EntreMed's Aurora Kinase Inhibitor Induces Tumor Regression In Preclinical Models
EntreMed, a clinical-stage pharmaceutical company developing therapeutics for the treatment of cancer and inflammatory diseases, announced the presentation of preclinical results for its Aurora kinase - angiogenesis inhibitor, ENMD-981693.
The data were presented during oral and poster presentations by EntreMed scientists at the 2nd Protein Kinases in Drug Discovery Conference being held May 31 - June 1, 2007 in Boston, Massachusetts.
ENMD-981693 is an oral, dual-acting kinase inhibitor with a unique kinase selectivity profile and multiple mechanisms of action. In preclinical studies, ENMD-981693 has been shown to inhibit a unique profile of angiogenic tyrosine kinase targets in addition to the Aurora kinases. Aurora kinases are key regulators of mitosis (cell division), and are often over-expressed in human cancers. ENMD-981693 is selective for the Aurora A isoform in comparison to Aurora B.
Results from in vitro studies demonstrate ENMD-981693's potent activity against oncogenic receptor tyrosine kinases, including FLT3, c-Kit and CSF1R, which are involved in the pathology of hematological cancers. Additionally, ENMD-981693 demonstrated potent inhibition of a spectrum of targets linked to angiogenesis, including KDR (VEGFR2) and FGFR1. The compound was also shown to induce apoptosis and cell cycle arrest in a broad range of cell lines.

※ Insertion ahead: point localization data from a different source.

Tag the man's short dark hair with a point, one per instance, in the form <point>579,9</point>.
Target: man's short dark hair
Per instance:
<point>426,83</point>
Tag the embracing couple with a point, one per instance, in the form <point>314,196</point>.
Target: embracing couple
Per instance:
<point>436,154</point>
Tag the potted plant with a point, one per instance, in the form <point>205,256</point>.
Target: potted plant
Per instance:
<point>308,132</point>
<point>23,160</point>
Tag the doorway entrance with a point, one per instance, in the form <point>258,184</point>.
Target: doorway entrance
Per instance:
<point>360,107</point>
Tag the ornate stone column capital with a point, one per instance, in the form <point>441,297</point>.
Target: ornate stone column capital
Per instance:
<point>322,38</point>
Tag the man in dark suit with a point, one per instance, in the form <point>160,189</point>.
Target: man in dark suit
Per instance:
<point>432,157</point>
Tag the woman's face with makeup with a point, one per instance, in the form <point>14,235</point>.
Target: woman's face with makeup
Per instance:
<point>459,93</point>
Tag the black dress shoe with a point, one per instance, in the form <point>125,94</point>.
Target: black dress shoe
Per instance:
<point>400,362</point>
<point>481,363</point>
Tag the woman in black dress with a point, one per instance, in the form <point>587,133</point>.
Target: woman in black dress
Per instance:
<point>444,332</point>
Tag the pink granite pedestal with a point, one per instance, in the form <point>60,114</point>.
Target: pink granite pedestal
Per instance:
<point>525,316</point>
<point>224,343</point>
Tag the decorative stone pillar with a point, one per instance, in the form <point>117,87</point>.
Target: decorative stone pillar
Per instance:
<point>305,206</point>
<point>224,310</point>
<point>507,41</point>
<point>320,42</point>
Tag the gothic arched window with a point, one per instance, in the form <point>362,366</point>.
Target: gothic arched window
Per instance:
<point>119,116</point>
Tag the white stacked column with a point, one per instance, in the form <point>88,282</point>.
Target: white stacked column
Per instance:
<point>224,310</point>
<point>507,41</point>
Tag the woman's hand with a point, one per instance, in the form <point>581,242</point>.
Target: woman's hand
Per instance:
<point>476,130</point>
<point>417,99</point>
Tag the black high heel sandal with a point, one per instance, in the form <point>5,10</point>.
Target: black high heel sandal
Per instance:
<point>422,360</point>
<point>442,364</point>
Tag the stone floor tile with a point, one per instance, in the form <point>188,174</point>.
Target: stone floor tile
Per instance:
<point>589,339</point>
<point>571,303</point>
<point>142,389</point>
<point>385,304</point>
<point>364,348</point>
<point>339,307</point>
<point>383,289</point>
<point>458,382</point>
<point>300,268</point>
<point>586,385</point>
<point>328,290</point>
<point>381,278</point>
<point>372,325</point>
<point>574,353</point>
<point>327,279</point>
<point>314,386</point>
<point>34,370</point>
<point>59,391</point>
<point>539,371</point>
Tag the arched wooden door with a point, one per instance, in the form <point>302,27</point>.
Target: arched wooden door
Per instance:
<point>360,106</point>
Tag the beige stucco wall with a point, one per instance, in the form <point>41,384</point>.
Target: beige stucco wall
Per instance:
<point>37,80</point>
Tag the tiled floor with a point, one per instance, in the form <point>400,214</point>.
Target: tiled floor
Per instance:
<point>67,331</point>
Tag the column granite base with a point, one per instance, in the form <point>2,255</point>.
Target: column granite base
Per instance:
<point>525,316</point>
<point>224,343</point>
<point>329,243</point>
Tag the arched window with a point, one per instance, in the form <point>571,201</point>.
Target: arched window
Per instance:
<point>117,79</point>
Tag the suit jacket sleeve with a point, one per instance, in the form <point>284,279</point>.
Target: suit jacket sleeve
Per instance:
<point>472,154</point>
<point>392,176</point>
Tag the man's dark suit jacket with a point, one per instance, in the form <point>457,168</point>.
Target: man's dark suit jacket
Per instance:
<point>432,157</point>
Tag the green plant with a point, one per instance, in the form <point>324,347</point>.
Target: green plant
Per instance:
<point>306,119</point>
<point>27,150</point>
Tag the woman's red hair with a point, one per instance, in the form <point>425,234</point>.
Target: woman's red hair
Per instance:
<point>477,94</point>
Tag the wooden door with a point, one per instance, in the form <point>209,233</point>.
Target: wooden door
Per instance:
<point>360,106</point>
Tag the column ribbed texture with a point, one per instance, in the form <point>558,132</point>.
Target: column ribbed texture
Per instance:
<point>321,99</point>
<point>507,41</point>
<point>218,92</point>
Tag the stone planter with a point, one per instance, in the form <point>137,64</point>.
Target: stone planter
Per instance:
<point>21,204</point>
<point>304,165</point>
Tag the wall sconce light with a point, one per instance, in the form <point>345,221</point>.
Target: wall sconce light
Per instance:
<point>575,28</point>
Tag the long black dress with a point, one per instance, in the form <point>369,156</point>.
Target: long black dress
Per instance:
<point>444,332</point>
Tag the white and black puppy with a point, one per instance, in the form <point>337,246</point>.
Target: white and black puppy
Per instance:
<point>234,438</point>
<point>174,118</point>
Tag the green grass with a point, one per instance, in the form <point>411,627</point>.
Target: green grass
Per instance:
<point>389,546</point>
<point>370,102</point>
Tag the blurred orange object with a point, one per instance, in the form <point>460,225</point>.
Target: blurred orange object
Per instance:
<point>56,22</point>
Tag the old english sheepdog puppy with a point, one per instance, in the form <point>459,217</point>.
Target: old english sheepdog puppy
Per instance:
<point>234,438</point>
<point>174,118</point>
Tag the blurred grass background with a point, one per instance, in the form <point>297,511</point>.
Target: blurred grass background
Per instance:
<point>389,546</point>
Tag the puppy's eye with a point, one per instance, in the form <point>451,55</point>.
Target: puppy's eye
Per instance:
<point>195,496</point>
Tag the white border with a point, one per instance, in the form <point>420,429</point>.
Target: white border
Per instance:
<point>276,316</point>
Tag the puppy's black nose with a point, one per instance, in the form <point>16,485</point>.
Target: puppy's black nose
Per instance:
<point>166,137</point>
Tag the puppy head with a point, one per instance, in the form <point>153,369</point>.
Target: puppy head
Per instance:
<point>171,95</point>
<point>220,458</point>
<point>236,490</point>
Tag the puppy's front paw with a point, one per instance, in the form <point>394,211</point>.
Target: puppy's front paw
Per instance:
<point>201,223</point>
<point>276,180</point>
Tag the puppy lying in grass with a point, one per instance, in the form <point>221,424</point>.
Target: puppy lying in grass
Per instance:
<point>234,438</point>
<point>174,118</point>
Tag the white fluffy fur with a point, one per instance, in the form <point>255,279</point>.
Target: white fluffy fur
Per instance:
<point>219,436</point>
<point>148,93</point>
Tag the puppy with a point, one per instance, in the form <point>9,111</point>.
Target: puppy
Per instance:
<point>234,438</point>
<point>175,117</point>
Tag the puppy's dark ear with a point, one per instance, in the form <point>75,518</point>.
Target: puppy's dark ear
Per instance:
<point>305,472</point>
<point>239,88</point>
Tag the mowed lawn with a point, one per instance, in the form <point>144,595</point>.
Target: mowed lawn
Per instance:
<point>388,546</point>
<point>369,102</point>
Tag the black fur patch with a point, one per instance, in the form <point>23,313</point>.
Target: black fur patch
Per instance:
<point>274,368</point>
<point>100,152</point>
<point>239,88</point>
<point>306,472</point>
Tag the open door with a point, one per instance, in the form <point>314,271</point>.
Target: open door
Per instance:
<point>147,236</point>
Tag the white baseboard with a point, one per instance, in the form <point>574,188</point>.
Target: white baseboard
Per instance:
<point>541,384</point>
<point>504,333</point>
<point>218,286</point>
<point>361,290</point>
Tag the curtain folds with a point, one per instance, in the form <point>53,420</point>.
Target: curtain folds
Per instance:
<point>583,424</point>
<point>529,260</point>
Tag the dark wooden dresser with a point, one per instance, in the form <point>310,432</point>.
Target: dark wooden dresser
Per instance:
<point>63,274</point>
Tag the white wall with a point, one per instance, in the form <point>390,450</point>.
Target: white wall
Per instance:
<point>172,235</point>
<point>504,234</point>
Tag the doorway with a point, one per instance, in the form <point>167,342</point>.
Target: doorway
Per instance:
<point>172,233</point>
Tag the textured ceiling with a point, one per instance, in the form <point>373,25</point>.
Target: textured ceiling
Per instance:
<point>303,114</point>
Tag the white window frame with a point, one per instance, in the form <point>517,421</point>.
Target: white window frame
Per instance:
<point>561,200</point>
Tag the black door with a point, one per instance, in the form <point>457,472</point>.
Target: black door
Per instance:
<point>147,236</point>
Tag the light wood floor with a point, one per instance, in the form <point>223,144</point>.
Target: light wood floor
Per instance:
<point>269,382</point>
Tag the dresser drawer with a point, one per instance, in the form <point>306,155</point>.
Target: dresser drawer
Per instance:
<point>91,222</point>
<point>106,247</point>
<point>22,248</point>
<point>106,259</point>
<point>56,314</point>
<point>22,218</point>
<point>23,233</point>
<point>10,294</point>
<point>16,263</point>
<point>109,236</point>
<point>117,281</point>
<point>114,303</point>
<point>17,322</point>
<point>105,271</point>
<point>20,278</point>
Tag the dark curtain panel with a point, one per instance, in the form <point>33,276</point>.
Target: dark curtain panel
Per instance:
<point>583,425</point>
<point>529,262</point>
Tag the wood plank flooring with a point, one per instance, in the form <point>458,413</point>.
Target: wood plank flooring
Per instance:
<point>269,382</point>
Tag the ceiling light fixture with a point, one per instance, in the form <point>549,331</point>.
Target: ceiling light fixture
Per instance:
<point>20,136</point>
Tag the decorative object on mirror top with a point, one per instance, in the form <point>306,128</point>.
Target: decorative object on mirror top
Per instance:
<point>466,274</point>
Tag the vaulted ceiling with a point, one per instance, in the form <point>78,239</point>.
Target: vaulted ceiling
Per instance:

ENMD-981693 exhibited antiangiogenic activity in in vivo animal models by preventing the formation of new blood vessels and inducing regression of formed vessels at well-tolerated doses. Orally-administered ENMD-981693 induced tumor regression with minimal toxicity in a preclinical xenograft model of human leukemia. This activity is consistent with tumor regression induced by ENMD-981693 in preclinical models of human tumors derived from colon, leukemia, and breast cancer cell lines.
Mark R. Bray, Ph.D., Vice President, Research at EntreMed, commented on the presentations, "Results from these preclinical studies highlight the tremendous progress we have made with this compound and further support our selection of ENMD-981693 as the lead for our Aurora kinase program. ENMD-981693 has been shown to induce tumor regression in multiple preclinical models, which demonstrates the compound's potential clinical utility in a broad variety of cancers. IND-directed studies are currently underway and we anticipate the filing of an IND for ENMD-981693 in the fourth quarter of 2007."
EntreMed, Inc. is a clinical-stage pharmaceutical company developing therapeutic candidates primarily for the treatment of cancer and inflammation. Panzem(R) (2-methoxyestradiol or 2ME2), the Company's lead drug candidate, is currently in multiple Phase 2 clinical trials for cancer, as well as in preclinical development for rheumatoid arthritis. MKC-1, an oral cell-cycle regulator, is in various Phase 2 studies for cancer. ENMD-1198, a novel tubulin-binding agent, is in Phase 1 studies in advanced cancers. EntreMed's goal is to develop and commercialize new compounds based on the Company's expertise in angiogenesis, cell-cycle regulation and inflammation - processes vital to the treatment of cancer and other diseases, such as rheumatoid arthritis.